The first time I installed GNOME (via building from source, as was my typical behaviour) was after 1.0 but before October GNOME (which was more or less released in October, 1999). I was a user before I was a contributor. Other random moments:
- Being impressed with Ximian's desktop packaging of GNOME that was released in late 1999 (coincidentally, also the first time I met Jeff Waugh in person — we were both volunteering at an installfest run by the Sydney Linux Users Group).
- First patch accepted (for gnorpm) in mid-2000. Commit access to GNOME CVS very soon afterwards.
- The highs and very depressing lows of an enthusiastic but unfocused group trying to settle on GNOME 2 features through early 2001.
- First experience with the feedback from writing a really popular open source document. I still remember reading through almost every header file in GNOME 1.4 and working out the differences in the proto-GNOME 2 headers. This experience encouraged me to write other documentation for GNOME which turned out to be useful for readers and author alike. Seeing some of these eventually translated into other languages was a kick, too.
- Learning more about autoconf, automake and libtool than I ever thought I wanted to know. I don't actually hate them, since they solve a bunch of important and difficult problems (portability is hard).
Really what bubbles to the surface when I think of the period from 2000 to 2004 — the period when I was heavily involved in GNOME — is just how much I learnt. I wasn't a neophyte developer when I started out, but there is always more to learn. Group dynamics, letting go of code ownership (pretty much every patch would be posted to a public list and reviewed in full view), logistical issues (managing bug reports by the thousands), design ups and downs... the list is endless. Things I learnt about internationalisation and accessibility in those years are helpful to me now. I really liked buzzing around the edges and helping out with infrastructure issues — build problems, tools that needed improving, developer docs that needed writing, debugging heisenbugs — and it is an area which I still think is under-populated by open source contributors.
Without being actively involved, it's hard to imagine just how professionally useful open source development is. Having to continually defend your ideas and participate; nothing being taken on assumption. Learning to communicate with people in different timezones, with different agendas and different native languages. Crazy rushes to fix critical bugs prior to release, where fixing a single problem might extend for more than 24 hours with people working shifts on IRC. It improved my technique and management skills immensely.
The other side, of course, is the personal one. I met so many people in those years, at least electronically. Some of them are people I correspond with regularly even today (by the way, Dave's recollections of the early days are worth reading). Others are people I'll bump into at conferences and have a common point of contact with. All of them have my deepest respect. Building a network of like-minded, talented people is another one of those hidden benefits of participating. It's not just GNOME, of course, but that was the first place where I threw myself at a project for a reasonably extended period.
Interestingly, if I think about it, the lessons learnt from GNOME drove me a lot in my commercial job, to the point that the latter left me with no time for the former.
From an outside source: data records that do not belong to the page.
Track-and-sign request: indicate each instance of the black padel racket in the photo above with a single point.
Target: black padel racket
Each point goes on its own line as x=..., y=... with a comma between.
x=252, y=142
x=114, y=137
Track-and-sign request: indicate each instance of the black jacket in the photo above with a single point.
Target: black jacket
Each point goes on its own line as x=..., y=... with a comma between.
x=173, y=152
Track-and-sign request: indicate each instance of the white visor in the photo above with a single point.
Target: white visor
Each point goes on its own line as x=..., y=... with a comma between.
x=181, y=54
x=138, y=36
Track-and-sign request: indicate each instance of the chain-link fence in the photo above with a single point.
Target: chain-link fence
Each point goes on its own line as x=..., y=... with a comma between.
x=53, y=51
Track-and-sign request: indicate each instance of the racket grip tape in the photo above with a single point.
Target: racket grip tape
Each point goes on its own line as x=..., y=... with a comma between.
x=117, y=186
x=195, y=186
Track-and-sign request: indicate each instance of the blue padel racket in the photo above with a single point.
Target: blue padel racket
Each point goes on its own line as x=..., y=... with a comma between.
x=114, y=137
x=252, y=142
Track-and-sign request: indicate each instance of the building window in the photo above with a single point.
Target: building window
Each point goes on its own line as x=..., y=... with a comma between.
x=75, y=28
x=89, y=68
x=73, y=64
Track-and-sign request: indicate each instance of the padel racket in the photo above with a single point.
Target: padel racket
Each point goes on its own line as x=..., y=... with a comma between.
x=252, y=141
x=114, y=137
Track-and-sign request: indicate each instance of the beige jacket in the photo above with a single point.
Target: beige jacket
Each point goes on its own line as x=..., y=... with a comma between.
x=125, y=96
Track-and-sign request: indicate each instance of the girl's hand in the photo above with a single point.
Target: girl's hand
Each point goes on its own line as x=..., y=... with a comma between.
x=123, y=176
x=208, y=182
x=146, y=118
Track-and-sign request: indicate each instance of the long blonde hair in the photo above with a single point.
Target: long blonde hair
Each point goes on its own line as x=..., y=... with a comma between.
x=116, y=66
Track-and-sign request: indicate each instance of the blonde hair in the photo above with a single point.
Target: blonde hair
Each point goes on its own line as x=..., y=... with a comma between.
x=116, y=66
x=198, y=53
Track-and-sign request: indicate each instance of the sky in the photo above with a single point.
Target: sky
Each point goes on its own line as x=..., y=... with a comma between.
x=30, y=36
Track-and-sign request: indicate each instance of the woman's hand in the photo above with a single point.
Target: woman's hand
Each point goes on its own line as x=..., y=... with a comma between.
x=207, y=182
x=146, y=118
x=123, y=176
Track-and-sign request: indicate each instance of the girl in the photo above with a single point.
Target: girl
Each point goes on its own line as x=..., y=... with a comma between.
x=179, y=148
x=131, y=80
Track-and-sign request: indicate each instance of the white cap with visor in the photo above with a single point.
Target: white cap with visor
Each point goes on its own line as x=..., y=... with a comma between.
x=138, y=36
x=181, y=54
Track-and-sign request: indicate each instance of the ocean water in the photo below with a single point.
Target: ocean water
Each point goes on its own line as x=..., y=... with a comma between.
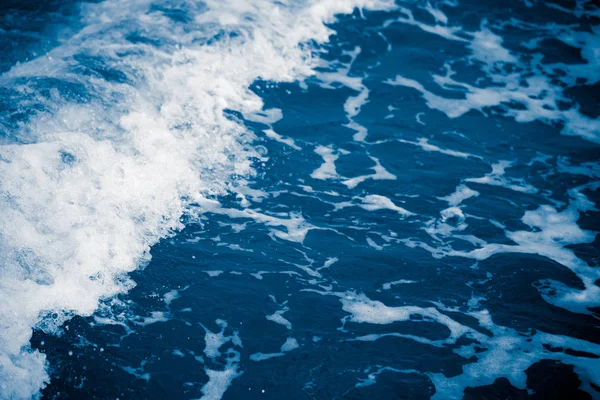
x=300, y=199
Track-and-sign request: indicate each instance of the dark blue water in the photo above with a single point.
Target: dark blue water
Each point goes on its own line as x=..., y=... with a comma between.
x=254, y=199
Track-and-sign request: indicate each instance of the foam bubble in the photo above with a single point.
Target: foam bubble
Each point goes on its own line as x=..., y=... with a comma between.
x=103, y=180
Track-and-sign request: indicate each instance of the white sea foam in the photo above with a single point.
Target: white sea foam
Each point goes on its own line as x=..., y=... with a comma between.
x=105, y=179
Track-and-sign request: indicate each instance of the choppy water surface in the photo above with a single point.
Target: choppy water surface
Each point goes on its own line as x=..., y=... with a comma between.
x=300, y=199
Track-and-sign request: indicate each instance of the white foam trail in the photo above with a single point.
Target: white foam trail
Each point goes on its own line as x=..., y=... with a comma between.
x=108, y=177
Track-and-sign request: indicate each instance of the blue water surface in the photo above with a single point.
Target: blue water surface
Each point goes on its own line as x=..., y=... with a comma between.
x=418, y=219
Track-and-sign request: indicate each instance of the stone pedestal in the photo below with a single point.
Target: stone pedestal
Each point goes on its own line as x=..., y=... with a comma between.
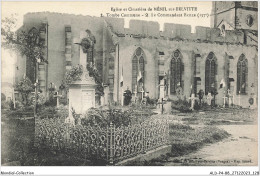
x=82, y=94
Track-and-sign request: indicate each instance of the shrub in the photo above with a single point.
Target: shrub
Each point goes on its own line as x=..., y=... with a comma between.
x=118, y=116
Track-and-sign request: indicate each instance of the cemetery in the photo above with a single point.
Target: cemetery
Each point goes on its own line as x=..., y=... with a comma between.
x=92, y=93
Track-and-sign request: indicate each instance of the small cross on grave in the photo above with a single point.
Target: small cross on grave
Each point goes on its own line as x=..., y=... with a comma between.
x=135, y=93
x=209, y=98
x=224, y=98
x=142, y=91
x=162, y=102
x=58, y=98
x=229, y=97
x=239, y=98
x=192, y=98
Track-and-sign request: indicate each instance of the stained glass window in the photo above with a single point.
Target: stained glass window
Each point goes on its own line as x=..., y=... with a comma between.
x=177, y=69
x=242, y=71
x=138, y=65
x=210, y=73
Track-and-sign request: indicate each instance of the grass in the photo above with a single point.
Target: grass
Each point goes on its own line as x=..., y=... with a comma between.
x=220, y=117
x=17, y=138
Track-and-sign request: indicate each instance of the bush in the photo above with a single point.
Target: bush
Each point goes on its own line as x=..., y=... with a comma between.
x=5, y=105
x=181, y=105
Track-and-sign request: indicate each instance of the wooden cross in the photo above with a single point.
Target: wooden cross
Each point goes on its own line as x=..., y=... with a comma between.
x=142, y=91
x=229, y=97
x=162, y=102
x=239, y=98
x=224, y=97
x=57, y=96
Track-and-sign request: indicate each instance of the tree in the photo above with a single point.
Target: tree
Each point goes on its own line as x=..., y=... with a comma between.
x=27, y=43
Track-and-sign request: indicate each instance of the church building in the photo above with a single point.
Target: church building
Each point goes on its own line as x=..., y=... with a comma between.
x=221, y=59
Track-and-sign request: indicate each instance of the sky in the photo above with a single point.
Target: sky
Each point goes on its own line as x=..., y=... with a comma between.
x=95, y=9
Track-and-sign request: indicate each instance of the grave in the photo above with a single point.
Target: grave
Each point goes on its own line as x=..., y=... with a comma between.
x=82, y=92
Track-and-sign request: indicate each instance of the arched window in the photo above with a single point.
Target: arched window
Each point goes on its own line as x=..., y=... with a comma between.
x=242, y=71
x=138, y=68
x=210, y=73
x=177, y=69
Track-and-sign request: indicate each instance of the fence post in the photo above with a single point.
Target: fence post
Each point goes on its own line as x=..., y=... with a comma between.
x=111, y=157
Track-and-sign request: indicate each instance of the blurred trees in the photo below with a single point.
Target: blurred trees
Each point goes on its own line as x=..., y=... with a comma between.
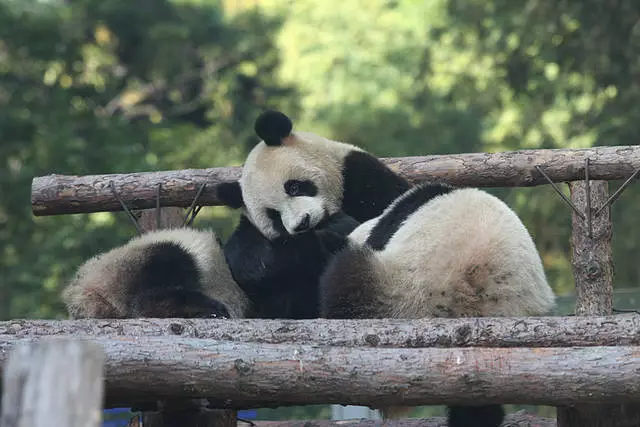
x=96, y=87
x=407, y=77
x=92, y=86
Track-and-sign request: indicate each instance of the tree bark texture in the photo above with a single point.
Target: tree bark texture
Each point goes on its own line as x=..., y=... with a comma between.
x=235, y=375
x=517, y=419
x=53, y=382
x=591, y=256
x=63, y=194
x=566, y=331
x=592, y=263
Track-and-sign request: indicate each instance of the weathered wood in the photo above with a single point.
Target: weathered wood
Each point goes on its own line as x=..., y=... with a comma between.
x=623, y=329
x=519, y=419
x=63, y=194
x=53, y=382
x=188, y=413
x=592, y=263
x=235, y=375
x=170, y=217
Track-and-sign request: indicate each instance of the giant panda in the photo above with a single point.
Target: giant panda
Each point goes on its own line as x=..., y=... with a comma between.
x=443, y=252
x=298, y=190
x=175, y=272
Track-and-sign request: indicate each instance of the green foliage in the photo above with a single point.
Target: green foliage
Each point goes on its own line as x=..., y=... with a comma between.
x=412, y=78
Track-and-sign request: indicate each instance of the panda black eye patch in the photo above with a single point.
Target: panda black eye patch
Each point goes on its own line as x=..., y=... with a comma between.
x=296, y=188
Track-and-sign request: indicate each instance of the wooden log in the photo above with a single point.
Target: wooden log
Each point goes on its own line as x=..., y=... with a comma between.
x=63, y=194
x=566, y=331
x=519, y=418
x=53, y=382
x=235, y=375
x=174, y=412
x=592, y=263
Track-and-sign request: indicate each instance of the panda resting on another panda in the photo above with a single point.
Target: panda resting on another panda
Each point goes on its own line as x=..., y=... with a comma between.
x=301, y=195
x=431, y=250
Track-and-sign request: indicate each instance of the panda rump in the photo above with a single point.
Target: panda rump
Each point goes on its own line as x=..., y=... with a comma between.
x=439, y=252
x=179, y=272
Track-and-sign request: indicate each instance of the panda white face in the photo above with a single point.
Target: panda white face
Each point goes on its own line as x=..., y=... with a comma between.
x=291, y=188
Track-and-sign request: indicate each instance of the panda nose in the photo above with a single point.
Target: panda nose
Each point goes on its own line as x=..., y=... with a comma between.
x=303, y=225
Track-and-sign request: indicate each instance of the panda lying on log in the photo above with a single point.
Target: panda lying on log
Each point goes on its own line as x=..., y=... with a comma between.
x=430, y=250
x=177, y=272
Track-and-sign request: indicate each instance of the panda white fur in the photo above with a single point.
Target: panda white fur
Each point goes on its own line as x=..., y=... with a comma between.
x=444, y=252
x=295, y=188
x=176, y=272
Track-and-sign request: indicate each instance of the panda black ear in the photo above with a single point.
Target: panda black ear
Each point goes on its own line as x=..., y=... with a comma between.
x=230, y=194
x=272, y=126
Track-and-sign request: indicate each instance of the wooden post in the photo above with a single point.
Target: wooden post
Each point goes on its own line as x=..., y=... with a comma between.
x=53, y=382
x=592, y=263
x=179, y=412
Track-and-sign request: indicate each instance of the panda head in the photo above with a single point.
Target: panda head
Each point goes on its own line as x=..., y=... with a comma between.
x=291, y=181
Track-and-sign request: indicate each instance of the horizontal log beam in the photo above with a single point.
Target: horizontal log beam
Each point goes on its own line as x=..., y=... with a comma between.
x=520, y=418
x=560, y=331
x=239, y=375
x=64, y=194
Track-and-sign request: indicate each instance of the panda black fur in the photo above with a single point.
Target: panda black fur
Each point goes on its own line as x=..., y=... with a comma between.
x=444, y=252
x=298, y=190
x=179, y=272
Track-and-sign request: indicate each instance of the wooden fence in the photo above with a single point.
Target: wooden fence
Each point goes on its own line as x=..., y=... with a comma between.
x=587, y=365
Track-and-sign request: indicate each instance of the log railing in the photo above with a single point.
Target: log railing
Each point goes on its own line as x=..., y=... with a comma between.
x=586, y=365
x=65, y=194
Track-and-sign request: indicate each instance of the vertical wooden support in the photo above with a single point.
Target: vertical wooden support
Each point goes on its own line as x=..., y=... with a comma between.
x=592, y=263
x=53, y=382
x=180, y=413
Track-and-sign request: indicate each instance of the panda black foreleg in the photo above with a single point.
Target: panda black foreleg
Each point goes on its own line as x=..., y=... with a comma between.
x=475, y=416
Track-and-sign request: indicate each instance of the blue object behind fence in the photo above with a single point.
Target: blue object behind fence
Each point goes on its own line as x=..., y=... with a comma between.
x=125, y=414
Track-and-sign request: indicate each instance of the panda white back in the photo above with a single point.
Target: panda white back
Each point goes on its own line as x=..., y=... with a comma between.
x=179, y=272
x=439, y=252
x=464, y=253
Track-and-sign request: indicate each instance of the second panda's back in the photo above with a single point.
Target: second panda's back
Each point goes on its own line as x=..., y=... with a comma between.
x=466, y=253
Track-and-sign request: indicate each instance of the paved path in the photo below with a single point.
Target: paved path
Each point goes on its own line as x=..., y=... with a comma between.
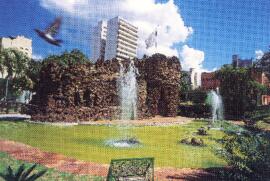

So it was almost self-defeating in a sense (not solely, but I wasn't going to learn everything I did in those years by just being a routine corporate programmer).
I still observe GNOME keenly from the outside. I am much more of a pure user these days, than a developer. I still have a copy of the source checked out, though, and I update it from time to time to see what's going on and track down the odd annoyance. GNOME isn't the only desktop and not always the best one in all areas, but it's the one I helped build. I use it because it doesn't suck and it's something to be proud of. I am.